The A_mul_B doesn’t work because the “Threads.@atomic” macro doesn’t exist. Removing this would run, but likely would give the wrong answer depending on your multithreading environment.

There’s the whole Threads.atomic* set of operations, which could be adapted for this task in various ways. I was just curious if anyone had actually worked this out in Julia and looked at any performance results. (I’m sure this has been done before many times in other languages :))

1 Like

Just to be clear, If you want performance, you should not use atomics for computation. Atomics are used for thread synchronization and if you simply replace += with atomic_add! you are guaranteed a slow down on the order of 100x.

1 Like

I appreciate that atomics have overhead. :slight_smile:

I guess my point is that we can atomics in OpenMP and get better performance.


#include <inttypes.h>

// compile with
// g++ ompmatvec.cc -o ompmatvec.so -shared -Wall -fopenmp -fPIC -O3 -march=native
// assembly with
// g++ ompmatvec.cc -o ompmatvec.s -shared -Wall -fopenmp -fPIC -O3 -S -march=native

extern "C" {
int64_t parallel_matvec(int64_t m, int64_t n, int64_t* colptr, int64_t* rv, double* nzv, double* b, double* c, int k)
{
  #pragma omp parallel shared(b,c) num_threads(k)
  {
    #pragma omp for
    for (int64_t i = 0; i < n; ++i) { // each column
      double bval = b[i];
      for (int64_t j = colptr[i]-1; j < colptr[i+1]-1; ++j) {
        #pragma omp atomic
        c[rv[j]-1] += nzv[j]*bval;
      }
    }
  }
  return 1;
}
} // extern C

and then

import Base.LinAlg.A_mul_B!

"""
A type to encapsulate the multithreaded matrix-vector product operation.
Via OMP

"""
mutable struct OMPMatVec{T,I} <: AbstractArray{T,2}
  A::SparseMatrixCSC{T,I}
  k::Int

  function OMPMatVec(A::SparseMatrixCSC{T,I}, k::Int) where {T,I}
    new{T,I}(A, k)
  end
end

import Base.size
size(M::OMPMatVec,inputs...) = size(M.A,inputs...)

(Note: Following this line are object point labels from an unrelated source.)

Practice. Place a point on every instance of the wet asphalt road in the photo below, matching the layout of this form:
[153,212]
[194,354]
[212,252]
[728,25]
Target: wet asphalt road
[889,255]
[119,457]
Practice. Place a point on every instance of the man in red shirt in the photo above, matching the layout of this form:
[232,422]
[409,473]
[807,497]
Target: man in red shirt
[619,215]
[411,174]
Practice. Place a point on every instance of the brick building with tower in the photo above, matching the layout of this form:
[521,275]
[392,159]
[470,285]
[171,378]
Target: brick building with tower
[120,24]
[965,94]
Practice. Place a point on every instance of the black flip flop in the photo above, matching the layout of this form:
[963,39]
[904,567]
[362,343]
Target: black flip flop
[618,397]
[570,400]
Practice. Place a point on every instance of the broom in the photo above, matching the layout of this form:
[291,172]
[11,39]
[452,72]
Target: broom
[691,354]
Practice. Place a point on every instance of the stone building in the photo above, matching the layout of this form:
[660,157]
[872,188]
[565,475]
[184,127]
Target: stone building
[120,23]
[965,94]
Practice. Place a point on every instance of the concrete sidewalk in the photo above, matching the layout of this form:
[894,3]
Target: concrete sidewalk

function A_mul_B!(α::Number, M::OMPMatVec, B::StridedVecOrMat, β::Number, C::StridedVecOrMat)
  @assert α == 1
  @assert size(C,2) == 1
  M.A.n == size(B,1) || throw(DimensionMismatch())
  M.A.m == size(C,1) || throw(DimensionMismatch())
  size(B,2) == size(C,2) || throw(DimensionMismatch())
  nzv = M.A.nzval
  rv = M.A.rowval
  colptr = M.A.colptr
  ccall((:parallel_matvec, "./ompmatvec.so"), Int64,
    (Int64, Int64, Ptr{Int64}, Ptr{Int64}, Ptr{Float64}, Ptr{Float64}, Ptr{Float64}, Int64),
    M.A.m, M.A.n, colptr, rv, nzv, B, C, M.k)
  C
end

import Base.eltype
eltype(M::OMPMatVec{T,I}) where {T,I} = T

function A_mul_B!(C::StridedVecOrMat, M::OMPMatVec, B::StridedVecOrMat)
  T = promote_type(eltype(M), eltype(B))
  A_mul_B!(one(T), M, B, zero(T), C)
end


#include("ompmatvec.jl")
n = 2*10^6
A = sprandn(n,n,100/n); # create a fairly dense sparse matrix.
x = randn(n);
M = OMPMatVec(A, 1);
y = M*x;
@show norm(y - A*x)
println("Ax")
@time A*x;
@time A*x;
@time A*x;
println("Mx")
@time M*x;
@time M*x;
@time M*x;
M = OMPMatVec(A, 2);
println("Mx - 2")
@time M*x;
@time M*x;
@time M*x;
M = OMPMatVec(A, 4);
M = OMPMatVec(A, 4);
println("Mx - 4")
@time M*x;
@time M*x;
@time M*x;
M = OMPMatVec(A, 6);
println("Mx - 6")
@time M*x;
@time M*x;
@time M*x;
M = OMPMatVec(A, 12);
println("Mx - 12")
@time M*x;
@time M*x;
@time M*x;
;

The disassembly shows a

lock cmpxchgq   %rsi, (%rcx)

as the likely synchronization function.

Here’s what I see when I run this.

julia> include("ompmatvec.jl")
norm(y - A * x) = 0.0
Ax
  1.308998 seconds (86 allocations: 15.265 MiB)
  1.408404 seconds (6 allocations: 15.259 MiB, 3.59% gc time)
  1.370603 seconds (6 allocations: 15.259 MiB)
Mx
  2.927870 seconds (7 allocations: 15.259 MiB, 0.06% gc time)
  2.877898 seconds (7 allocations: 15.259 MiB)
  3.001519 seconds (7 allocations: 15.259 MiB, 0.04% gc time)
Mx - 2
  1.619115 seconds (7 allocations: 15.259 MiB)
  1.560433 seconds (7 allocations: 15.259 MiB, 0.02% gc time)
  1.457196 seconds (7 allocations: 15.259 MiB)
Mx - 4
  1.182852 seconds (7 allocations: 15.259 MiB, 0.02% gc time)
  0.822991 seconds (7 allocations: 15.259 MiB)
  0.873766 seconds (7 allocations: 15.259 MiB, 0.09% gc time)
Mx - 6
  0.605149 seconds (7 allocations: 15.259 MiB)
  0.559747 seconds (7 allocations: 15.259 MiB, 0.04% gc time)
  0.526836 seconds (7 allocations: 15.259 MiB)
Mx - 12
  0.466170 seconds (7 allocations: 15.259 MiB, 0.05% gc time)
  0.452362 seconds (7 allocations: 15.259 MiB)
  0.493106 seconds (7 allocations: 15.259 MiB, 0.14% gc time)

This is on a
Intel(R) Xeon(R) CPU E5-1650 v3 @ 3.50GHz

It seems that the code is mostly memory stall limited. (63% cache miss measured on a kabylake laptop). That’s actually quite impressive since a full GC gives similar cache miss rate… I assume the existing high memory access cost combined with low conflicting rate reduces the slow down caused by atomic access. That said, >2x slow down is still a lot with a single thread. I would be really surprised if this is the most efficient way to do multithread sparse matrix multiplication but I’m not sure (I certainly don’t know any).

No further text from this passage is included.